Kafka gives AI pipelines async decoupling, replay, and backpressure; Zilla adds JWT identity, schemas, access filtering, and SSE.
AI systems rarely fail in production because of the model.
More often, they fail because the infrastructure beneath them was designed for a completely different class of workload.
In production, AI workloads introduce variable latency, retries, concurrency spikes, backpressure, and multi-tenant access control problems that traditional synchronous systems struggle to model cleanly. The demo may work over HTTP request-response chains, but production is not a demo.
Production is thousands of users submitting queries simultaneously while the LLM takes eight seconds to respond. It is an embedding service hitting rate limits while ingestion traffic keeps arriving. It is a retried request accidentally creating duplicate embeddings in the vector database. It is enterprise users, standard-tier users, and free-tier users all querying the same system simultaneously while expecting access only to the information they are authorized to see.

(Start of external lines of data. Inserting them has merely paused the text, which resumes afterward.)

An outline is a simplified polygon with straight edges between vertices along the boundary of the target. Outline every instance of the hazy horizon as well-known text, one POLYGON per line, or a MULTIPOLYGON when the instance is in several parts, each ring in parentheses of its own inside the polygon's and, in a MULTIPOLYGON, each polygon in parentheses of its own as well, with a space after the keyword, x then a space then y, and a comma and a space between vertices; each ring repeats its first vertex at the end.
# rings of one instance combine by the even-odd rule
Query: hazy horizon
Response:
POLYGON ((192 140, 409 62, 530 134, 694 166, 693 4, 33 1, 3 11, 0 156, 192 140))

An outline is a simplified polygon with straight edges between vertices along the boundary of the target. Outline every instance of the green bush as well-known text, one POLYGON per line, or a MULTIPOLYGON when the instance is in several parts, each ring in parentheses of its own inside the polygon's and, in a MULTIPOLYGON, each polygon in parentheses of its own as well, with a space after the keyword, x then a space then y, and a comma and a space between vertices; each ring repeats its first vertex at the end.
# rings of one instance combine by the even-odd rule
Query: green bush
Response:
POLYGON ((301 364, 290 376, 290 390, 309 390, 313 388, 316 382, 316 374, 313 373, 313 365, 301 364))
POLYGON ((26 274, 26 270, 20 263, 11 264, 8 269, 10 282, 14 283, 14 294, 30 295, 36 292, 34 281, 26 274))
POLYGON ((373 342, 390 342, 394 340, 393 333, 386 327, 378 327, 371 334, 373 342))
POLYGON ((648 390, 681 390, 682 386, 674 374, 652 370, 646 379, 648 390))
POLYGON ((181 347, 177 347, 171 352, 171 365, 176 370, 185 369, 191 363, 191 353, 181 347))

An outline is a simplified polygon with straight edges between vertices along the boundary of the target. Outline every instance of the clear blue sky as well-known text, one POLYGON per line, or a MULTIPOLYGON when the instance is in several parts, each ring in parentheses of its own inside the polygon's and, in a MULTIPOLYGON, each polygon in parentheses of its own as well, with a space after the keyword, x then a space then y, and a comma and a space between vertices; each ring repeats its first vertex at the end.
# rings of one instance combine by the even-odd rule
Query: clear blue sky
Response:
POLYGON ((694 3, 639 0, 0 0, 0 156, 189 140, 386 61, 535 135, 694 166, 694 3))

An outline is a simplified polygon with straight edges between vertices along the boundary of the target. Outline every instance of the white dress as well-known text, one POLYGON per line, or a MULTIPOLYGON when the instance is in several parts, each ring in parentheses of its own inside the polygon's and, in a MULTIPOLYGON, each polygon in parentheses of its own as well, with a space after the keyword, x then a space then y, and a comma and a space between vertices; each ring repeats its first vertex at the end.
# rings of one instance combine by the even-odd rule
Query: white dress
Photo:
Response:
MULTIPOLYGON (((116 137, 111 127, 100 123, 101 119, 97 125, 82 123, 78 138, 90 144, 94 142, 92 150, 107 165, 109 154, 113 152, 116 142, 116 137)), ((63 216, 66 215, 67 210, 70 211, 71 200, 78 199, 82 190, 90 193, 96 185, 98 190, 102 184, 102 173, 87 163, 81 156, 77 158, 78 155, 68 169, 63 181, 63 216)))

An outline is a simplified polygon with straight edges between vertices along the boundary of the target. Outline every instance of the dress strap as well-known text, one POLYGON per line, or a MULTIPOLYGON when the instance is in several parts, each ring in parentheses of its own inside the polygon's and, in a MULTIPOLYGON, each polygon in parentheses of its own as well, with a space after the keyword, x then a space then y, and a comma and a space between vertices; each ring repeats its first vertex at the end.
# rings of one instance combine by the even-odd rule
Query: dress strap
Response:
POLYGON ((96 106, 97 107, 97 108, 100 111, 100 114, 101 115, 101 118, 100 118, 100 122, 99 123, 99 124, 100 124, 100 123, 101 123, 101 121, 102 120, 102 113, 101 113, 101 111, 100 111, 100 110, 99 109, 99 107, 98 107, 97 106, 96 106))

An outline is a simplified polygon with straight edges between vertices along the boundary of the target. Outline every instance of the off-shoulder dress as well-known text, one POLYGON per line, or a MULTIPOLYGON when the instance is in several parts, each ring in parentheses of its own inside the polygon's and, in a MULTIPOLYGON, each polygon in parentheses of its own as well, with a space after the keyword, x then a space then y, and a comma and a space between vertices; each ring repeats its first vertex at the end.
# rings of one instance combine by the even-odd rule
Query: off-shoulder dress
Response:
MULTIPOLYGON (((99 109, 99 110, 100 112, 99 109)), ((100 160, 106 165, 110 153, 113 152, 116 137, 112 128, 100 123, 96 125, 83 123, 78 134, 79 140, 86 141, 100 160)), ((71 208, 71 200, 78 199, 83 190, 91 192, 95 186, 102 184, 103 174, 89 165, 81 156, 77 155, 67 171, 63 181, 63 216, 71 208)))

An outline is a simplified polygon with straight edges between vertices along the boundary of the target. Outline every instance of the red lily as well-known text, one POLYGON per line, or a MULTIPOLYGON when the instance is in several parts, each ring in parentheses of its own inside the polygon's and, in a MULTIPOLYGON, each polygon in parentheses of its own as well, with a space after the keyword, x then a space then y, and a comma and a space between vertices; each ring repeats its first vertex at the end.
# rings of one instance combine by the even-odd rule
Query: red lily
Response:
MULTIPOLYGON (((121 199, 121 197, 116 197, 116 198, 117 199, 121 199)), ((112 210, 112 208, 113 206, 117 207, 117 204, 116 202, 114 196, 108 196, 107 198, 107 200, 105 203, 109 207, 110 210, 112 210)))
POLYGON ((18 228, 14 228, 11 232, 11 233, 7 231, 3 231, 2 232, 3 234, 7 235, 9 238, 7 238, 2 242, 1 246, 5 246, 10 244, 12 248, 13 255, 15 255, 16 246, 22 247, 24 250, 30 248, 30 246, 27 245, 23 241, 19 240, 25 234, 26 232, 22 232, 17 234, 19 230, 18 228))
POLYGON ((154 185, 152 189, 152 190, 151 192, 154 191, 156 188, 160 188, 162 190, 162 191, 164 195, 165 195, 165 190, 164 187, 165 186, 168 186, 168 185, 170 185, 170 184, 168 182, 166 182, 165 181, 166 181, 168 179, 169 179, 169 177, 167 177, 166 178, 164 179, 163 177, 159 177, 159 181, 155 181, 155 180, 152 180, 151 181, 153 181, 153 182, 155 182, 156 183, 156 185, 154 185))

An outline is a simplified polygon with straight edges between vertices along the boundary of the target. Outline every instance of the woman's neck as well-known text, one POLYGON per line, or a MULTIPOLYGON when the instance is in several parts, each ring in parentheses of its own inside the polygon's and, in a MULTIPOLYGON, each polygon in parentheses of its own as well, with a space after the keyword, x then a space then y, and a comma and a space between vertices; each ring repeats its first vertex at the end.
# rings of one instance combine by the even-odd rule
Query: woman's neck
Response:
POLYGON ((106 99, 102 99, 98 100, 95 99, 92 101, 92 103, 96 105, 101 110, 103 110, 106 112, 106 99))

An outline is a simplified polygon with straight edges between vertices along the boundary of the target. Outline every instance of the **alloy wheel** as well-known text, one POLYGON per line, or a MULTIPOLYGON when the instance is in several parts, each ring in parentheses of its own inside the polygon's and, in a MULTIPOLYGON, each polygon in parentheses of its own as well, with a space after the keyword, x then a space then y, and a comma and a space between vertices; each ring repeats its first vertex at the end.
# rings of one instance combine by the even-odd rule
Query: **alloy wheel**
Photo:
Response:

None of those are model problems. They are infrastructure problems.
And infrastructure problems need infrastructure solutions.
AI Workloads Do Not Behave Like Traditional APIs #
A production RAG pipeline is not a single API call. It is a chain of asynchronous operations with different latency characteristics, throughput limits, and failure modes.
A document chunk arrives and needs to be embedded through an external API call. The embedding is stored in a vector database. A user query triggers another embedding request, followed by similarity search, context assembly, and an LLM inference step that may take several seconds to complete.
Critically, these stages are independent.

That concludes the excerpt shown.